Let us, then, prove this statement. By definition of $R$, there is some $w$, $|w|>r$, such that $\sum_{n=0}^{\infty} a_{n} w^{n}$ converges. In particular, the terms of the sum are bounded: $\left|a_{n} w^{n}\right| \leq M$ for some $M$. But then if $|z| \leq r$ we have
\[
\left|a_{n} z^{n}\right|=\left|a_{n} w^{n}\right|\left|\frac{z}{w}\right|^{n} \leq M\left|\frac{r}{w}\right|^{n} .
\]
The geometric series $\sum_{n}\left|\frac{r}{w}\right|^{n}$ converges, since $|w|>r$. Therefore, by the Weierstass test (for series) $\sum_{n=0}^{\infty} a_{n} z^{n}$ converges uniformly for $|z| \leq r$.

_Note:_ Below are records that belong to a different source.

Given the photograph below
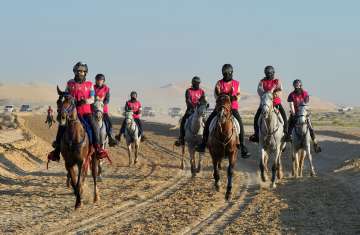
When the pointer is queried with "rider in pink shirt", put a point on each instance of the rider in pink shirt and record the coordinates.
(296, 98)
(135, 106)
(269, 84)
(102, 92)
(227, 85)
(192, 98)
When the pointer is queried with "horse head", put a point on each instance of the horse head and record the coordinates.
(223, 108)
(201, 107)
(66, 107)
(98, 107)
(267, 104)
(302, 114)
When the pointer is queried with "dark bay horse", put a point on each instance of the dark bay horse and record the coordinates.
(222, 142)
(75, 147)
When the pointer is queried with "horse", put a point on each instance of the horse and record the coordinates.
(132, 136)
(194, 128)
(301, 143)
(223, 141)
(49, 120)
(75, 147)
(271, 141)
(98, 109)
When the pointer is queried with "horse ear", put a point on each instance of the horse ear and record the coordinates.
(59, 91)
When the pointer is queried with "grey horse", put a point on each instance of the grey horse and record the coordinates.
(132, 136)
(98, 108)
(271, 139)
(194, 128)
(301, 143)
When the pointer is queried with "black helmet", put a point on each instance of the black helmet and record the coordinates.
(227, 70)
(269, 71)
(196, 79)
(297, 82)
(133, 94)
(81, 65)
(100, 76)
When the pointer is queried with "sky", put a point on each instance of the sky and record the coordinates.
(139, 44)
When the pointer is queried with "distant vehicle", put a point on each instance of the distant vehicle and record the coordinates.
(175, 112)
(25, 108)
(345, 109)
(148, 112)
(208, 112)
(9, 108)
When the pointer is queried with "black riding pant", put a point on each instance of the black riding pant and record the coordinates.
(183, 120)
(237, 116)
(283, 115)
(138, 123)
(292, 122)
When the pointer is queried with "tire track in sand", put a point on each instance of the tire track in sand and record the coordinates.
(114, 214)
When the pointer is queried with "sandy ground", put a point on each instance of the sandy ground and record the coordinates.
(156, 197)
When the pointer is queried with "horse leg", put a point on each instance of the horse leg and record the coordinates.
(275, 168)
(262, 165)
(301, 162)
(216, 174)
(201, 155)
(312, 173)
(68, 180)
(79, 186)
(192, 161)
(230, 172)
(136, 151)
(182, 164)
(295, 163)
(129, 153)
(72, 176)
(279, 165)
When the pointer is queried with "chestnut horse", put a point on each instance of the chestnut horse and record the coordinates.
(75, 147)
(222, 142)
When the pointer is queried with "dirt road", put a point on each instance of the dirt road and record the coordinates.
(156, 197)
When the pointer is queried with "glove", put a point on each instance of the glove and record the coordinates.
(233, 98)
(80, 102)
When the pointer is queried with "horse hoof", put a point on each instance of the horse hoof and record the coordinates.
(263, 178)
(228, 196)
(77, 206)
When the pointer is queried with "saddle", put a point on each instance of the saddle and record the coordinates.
(236, 124)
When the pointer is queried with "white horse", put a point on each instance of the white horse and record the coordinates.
(194, 128)
(270, 138)
(132, 136)
(98, 108)
(301, 143)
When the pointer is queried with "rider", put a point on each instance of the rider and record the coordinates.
(192, 97)
(232, 88)
(50, 113)
(102, 92)
(135, 106)
(269, 84)
(83, 93)
(296, 98)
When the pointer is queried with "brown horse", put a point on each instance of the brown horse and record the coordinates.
(222, 142)
(75, 147)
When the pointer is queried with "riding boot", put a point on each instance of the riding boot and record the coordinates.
(180, 141)
(118, 137)
(112, 141)
(101, 153)
(54, 155)
(244, 151)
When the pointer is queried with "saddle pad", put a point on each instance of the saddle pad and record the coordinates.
(236, 123)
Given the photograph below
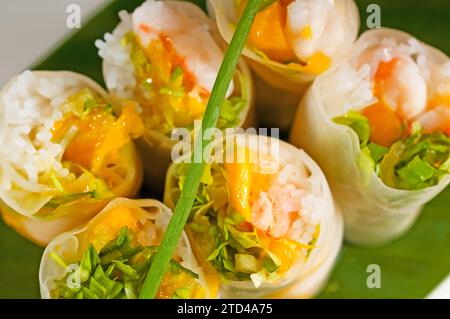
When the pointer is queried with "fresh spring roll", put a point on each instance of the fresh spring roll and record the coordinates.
(65, 152)
(379, 126)
(166, 56)
(110, 256)
(290, 43)
(265, 226)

Now we turn to the formula (3.4), which is not always covered in Prelims. Suppose the radius of convergence is $R$. Let $0 \leq r<R$. By the above, there is some $w,|w|>r$, such that $\left|a_{n} w^{n}\right| \leq M$ for all $n$. We may clearly assume that $M \neq 0$. Taking $n$th roots gives $\left|a_{n}\right|^{1 / n}|w| \leq M^{1 / n}$. Since $M^{1 / n} \rightarrow 1$ as $n \rightarrow \infty$, this implies that $\lim \sup _n\left|a_n\right|^{1 / n} \leq \frac{1}{|w|}<\frac{1}{r}$. Since $r<R$ was arbitrary, it follows that $\lim \sup _n\left|a_n\right|^{1 / n} \leq \frac{1}{R}$. (This is perfectly legitimate when $R=\infty$ as well, with the interpretation that $\frac{1}{R}=0$ in this case.)

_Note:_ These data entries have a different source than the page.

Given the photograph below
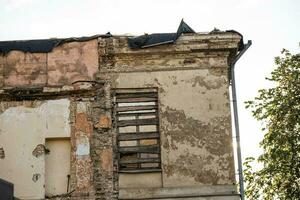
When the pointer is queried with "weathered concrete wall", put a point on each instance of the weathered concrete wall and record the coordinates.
(66, 64)
(24, 126)
(195, 122)
(192, 79)
(195, 125)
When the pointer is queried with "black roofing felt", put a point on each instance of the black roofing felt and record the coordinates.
(144, 41)
(41, 46)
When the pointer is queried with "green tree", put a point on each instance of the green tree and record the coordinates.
(278, 108)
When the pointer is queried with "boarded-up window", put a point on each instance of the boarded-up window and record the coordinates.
(137, 121)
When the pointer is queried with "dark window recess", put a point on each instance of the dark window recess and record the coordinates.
(137, 124)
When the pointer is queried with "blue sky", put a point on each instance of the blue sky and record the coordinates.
(271, 25)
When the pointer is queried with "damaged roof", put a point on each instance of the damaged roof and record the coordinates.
(139, 42)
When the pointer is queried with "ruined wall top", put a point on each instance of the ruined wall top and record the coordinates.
(75, 60)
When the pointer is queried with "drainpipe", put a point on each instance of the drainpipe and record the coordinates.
(236, 119)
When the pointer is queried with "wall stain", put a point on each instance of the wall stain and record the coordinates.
(35, 177)
(2, 153)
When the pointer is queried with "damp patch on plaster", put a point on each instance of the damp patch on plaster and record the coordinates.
(39, 150)
(83, 146)
(2, 153)
(36, 177)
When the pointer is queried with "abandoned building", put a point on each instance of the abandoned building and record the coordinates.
(119, 117)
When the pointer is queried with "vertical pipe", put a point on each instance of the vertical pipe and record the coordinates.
(236, 120)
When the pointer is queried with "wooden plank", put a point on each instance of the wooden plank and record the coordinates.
(140, 160)
(150, 113)
(135, 108)
(136, 95)
(131, 90)
(136, 100)
(137, 122)
(141, 170)
(137, 136)
(139, 149)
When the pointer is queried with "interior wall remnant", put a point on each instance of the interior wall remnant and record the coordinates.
(31, 122)
(57, 166)
(64, 65)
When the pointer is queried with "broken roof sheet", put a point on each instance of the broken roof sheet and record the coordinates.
(156, 39)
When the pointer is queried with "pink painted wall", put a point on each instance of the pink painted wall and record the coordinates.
(65, 64)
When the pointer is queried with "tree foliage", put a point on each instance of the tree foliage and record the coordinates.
(278, 108)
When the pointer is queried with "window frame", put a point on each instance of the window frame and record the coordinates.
(145, 157)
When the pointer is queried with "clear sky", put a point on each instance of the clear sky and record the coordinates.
(270, 24)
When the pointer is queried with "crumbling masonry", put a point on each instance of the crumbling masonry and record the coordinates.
(61, 127)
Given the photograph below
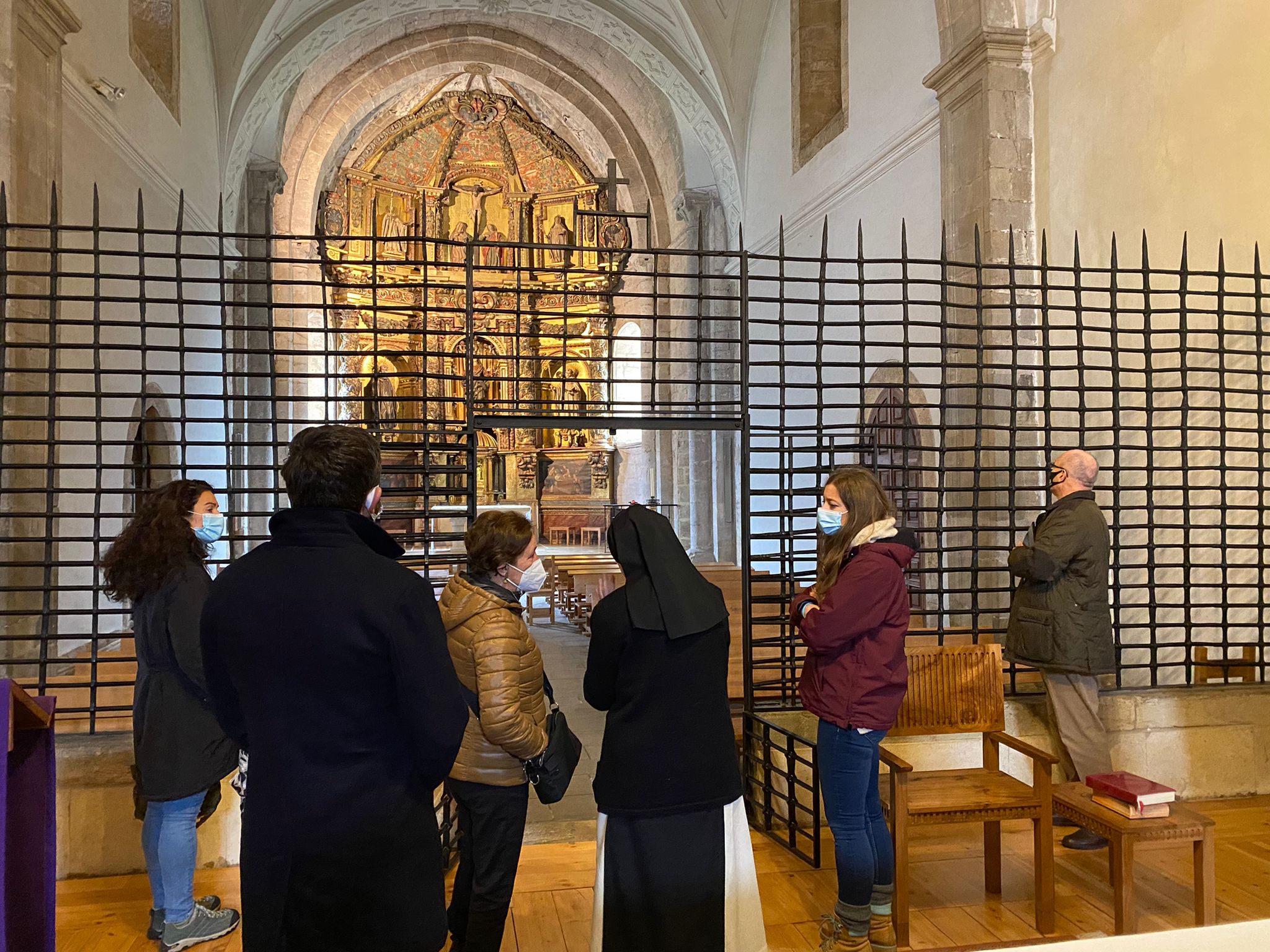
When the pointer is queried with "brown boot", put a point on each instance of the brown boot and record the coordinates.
(835, 937)
(882, 933)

In the other direction, suppose that $\lim \sup _{n}\left|a_{n}\right|^{1 / n}=L$ and that $L \in$ $(0, \infty)$. If $L^{\prime}>L$, this means that $\left|a_{n}\right|^{1 / n} \leq L^{\prime}$ for all sufficiently large $n$. Therefore $\left|a_{n} z^{n}\right| \leq\left|L^{\prime} z\right|^{n}$ (for sufficiently large $n$ ), and by the geometric series formula the series $\sum_{n} a_{n} z^{n}$ converges provided $|z|<\frac{1}{L^{\prime}}$. Therefore $R \geq \frac{1}{L^{\prime}}$. Since $L^{\prime}>L$ was arbitrary, $R \geq \frac{1}{L}$, that is to say $\lim \sup _{n}\left|a_{n}\right|^{1 / n} \geq\frac1R$.

The argument is valid with minimal changes when $L=0$; we have shown that $R>\frac{1}{L^{\prime}}$ for all $L^{\prime}>0$, and so $R=\infty$, and so the inequality $\lim \sup _{n}\left|a_{n}\right|^{1 / n} \geq \frac{1}{R}$ remains true (with the interpretation discussed above).
When $L=\infty$, the inequality is vacuously true. Putting all this together concludes the proof.